In the search for alternative energy sources, biofuels like ethanol and biodiesel were once heralded as the energy solution of the future. Plant-based, renewable and “clean,” fuels from crops like corn and sugar cane garnered a lot of attention along with significant government backing.
But the ethanol dream hasn’t panned out quite as expected, as the environmental footprint from turning corn into gasoline has been found to be in some cases greater than that for petroleum.
Now, new research from the University of Pittsburgh promises to breathe new life into the beleaguered biofuel industry, by arguing that second-generation biofuels can be an environmentally sustainable energy source.
Since the mid-2000s, governments in both Canada and the United States have put their support behind the biofuel sector in hopes that both countries could grow their way out of the fossil fuel problem.

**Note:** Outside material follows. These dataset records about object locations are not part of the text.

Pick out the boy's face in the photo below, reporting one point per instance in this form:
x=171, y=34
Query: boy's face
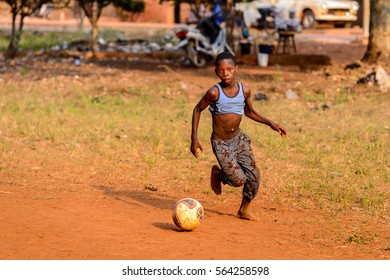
x=226, y=70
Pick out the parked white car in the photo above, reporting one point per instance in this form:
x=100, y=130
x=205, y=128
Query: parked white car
x=338, y=12
x=310, y=12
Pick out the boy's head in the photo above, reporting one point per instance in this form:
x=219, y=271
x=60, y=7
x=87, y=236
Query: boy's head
x=225, y=67
x=225, y=55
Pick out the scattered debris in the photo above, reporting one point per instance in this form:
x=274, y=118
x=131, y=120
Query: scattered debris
x=323, y=107
x=353, y=65
x=151, y=188
x=370, y=78
x=291, y=95
x=382, y=77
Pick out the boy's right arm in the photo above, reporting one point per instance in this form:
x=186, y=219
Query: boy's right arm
x=203, y=103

Global production of biofuels has jumped over the past decade and in 2005, the US became the world’s largest producer of ethanol.
But the trend is mired in controversy. Using up valuable farmland to grow crops for ethanol only makes sense, the claim goes, if the total impact on the environment is less from creating and burning biofuels than from extracting and burning fossil fuels. It’s not.
“Although some forms of bioenergy can play a helpful role, dedicating land specifically for generating bioenergy is unwise,” says Andrew Steer and Craig Hanson of the World Resources Institute, to the Guardian. “It uses land needed for food production and carbon storage, it requires large areas to generate just a small amount of fuel, and it won’t typically cut greenhouse gas emissions.”
Indeed, Steer and Hanson quote research that suggests that just to account for 20 per cent of the world’s energy needs by the year 2050 would require using up all of the world’s annual crop harvests, plant residues, timber and grass for livestock.
Yet, one avenue still seems to hold promise in the biofuel dream, and that’s second generation or advanced biofuels, derived from plant and animal sources not being used for food, and thus are not taking valuable resources out of the food chain but making use of energy sources that might otherwise go to waste.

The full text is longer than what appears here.